Figure 8.9 A CIE 1976 UCS diagram showing the primaries and white points of three RGB color spaces: sRGB, DCI-P3, and ACEScg. The sRGB plot can be used for Rec. 709 as well, since the two color spaces have the same primaries and white point.

Of the three RGB spaces shown in Figure 8.9, sRGB is by far the most commonly used in real-time rendering. It is important to note that in this section we use “sRGB color space” to refer to a linear color space that has the sRGB primaries and white point, and not to the nonlinear sRGB color encoding that was discussed in Section 5.6. Most computer monitors are designed for the sRGB color space, and the same primaries and white point apply to the Rec. 709 color space as well, which is used for HDTV displays and thus is important for game consoles. However, more displays are being made with wider gamuts. Some computer monitors intended for photo editing use the Adobe 1998 color space (not shown). The DCI-P3 color space—initially developed for feature film production—is seeing broader use. Apple has adopted this color space across their product line from iPhones to Macs, and other manufacturers have been following suit. Although ultra-high definition (UHD) content and displays are specified to use the extremely-wide-gamut Rec. 2020 color space, in many cases DCI-P3 is used as a de facto color space for UHD as well. Rec. 2020 is not shown in Figure 8.9, but its gamut is quite close to that of the third color space in the figure, ACEScg. The ACEScg color space was developed by the Academy of Motion Picture Arts and Sciences (AMPAS) for feature film computer graphics rendering. It is not intended for use as a display color space, but rather as a working color space for rendering, with colors converted to the appropriate display color space after rendering.

While currently the sRGB color space is ubiquitous in real-time rendering, the use of wider color spaces is likely to increase. The most immediate benefit is for applications targeting wide-gamut displays [672], but there are advantages even for applications targeting sRGB or Rec. 709 displays. Routine rendering operations such as multiplication give different results when performed in different color spaces [672, 1117], and there is evidence that performing these operations in the DCI-P3 or ACEScg space produces more accurate results than performing them in linear sRGB space [660, 975, 1118].

Conversion from an RGB space to XYZ space is linear and can be done with a matrix derived from the RGB space’s primaries and white point [1048]. Via matrix inversion and concatenation, matrices can be derived to convert from XYZ to any RGB space, or between two different RGB spaces. Note that after such a conversion the RGB values may be negative or greater than one. These are colors that are out of gamut, i.e., not reproducible in the target RGB space. Various methods can be used to map such colors into the target RGB gamut [785, 1241].

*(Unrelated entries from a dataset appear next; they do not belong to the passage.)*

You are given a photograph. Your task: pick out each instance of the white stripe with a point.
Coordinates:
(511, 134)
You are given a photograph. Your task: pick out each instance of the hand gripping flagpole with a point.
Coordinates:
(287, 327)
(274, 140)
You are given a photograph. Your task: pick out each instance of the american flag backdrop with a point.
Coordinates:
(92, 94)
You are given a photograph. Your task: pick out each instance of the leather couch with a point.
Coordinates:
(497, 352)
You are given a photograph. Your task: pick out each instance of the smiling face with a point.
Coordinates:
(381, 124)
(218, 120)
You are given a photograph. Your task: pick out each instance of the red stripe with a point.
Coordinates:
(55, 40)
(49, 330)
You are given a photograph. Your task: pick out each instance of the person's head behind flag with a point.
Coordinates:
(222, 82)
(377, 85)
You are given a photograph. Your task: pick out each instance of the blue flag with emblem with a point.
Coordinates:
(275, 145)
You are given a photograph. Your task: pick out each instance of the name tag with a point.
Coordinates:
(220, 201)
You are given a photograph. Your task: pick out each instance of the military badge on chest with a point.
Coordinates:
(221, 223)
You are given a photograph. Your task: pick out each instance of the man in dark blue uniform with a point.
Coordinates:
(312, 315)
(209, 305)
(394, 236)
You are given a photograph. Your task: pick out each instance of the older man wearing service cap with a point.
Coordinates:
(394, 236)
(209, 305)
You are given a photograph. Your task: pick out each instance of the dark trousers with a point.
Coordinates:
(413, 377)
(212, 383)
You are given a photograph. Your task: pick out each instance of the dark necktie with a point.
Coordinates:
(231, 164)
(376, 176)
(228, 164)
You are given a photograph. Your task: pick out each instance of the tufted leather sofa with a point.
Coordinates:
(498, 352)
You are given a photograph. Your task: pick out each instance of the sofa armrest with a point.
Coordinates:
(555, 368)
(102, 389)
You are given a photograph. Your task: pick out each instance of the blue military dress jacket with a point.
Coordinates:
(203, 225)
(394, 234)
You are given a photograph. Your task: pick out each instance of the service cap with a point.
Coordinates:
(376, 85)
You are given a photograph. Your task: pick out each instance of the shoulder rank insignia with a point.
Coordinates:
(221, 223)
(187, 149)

One often-used conversion is to transform an RGB color to a grayscale luminance value. Since luminance is the same as the Y coefficient, this operation is just the “Y part” of the RGB-to-XYZ conversion. In other words, it is a dot product between the RGB coefficients and the middle row of the RGB-to-XYZ matrix. In the case of the sRGB and Rec. 709 spaces, the equation is [1704]

(8.3)

Y=0.2126R+0.7152G+0.0722B.

This brings us again to the photometric curve, shown in Figure 8.4 on page 271. This curve, representing how a standard observer’s eye responds to light of various wavelengths, is multiplied by the spectral power distributions of the three primaries, and each resulting curve is integrated. The three resulting weights are what form the luminance equation above. The reason that a grayscale intensity value is not equal parts red, green, and blue is because the eye has a different sensitivity to various wavelengths of light.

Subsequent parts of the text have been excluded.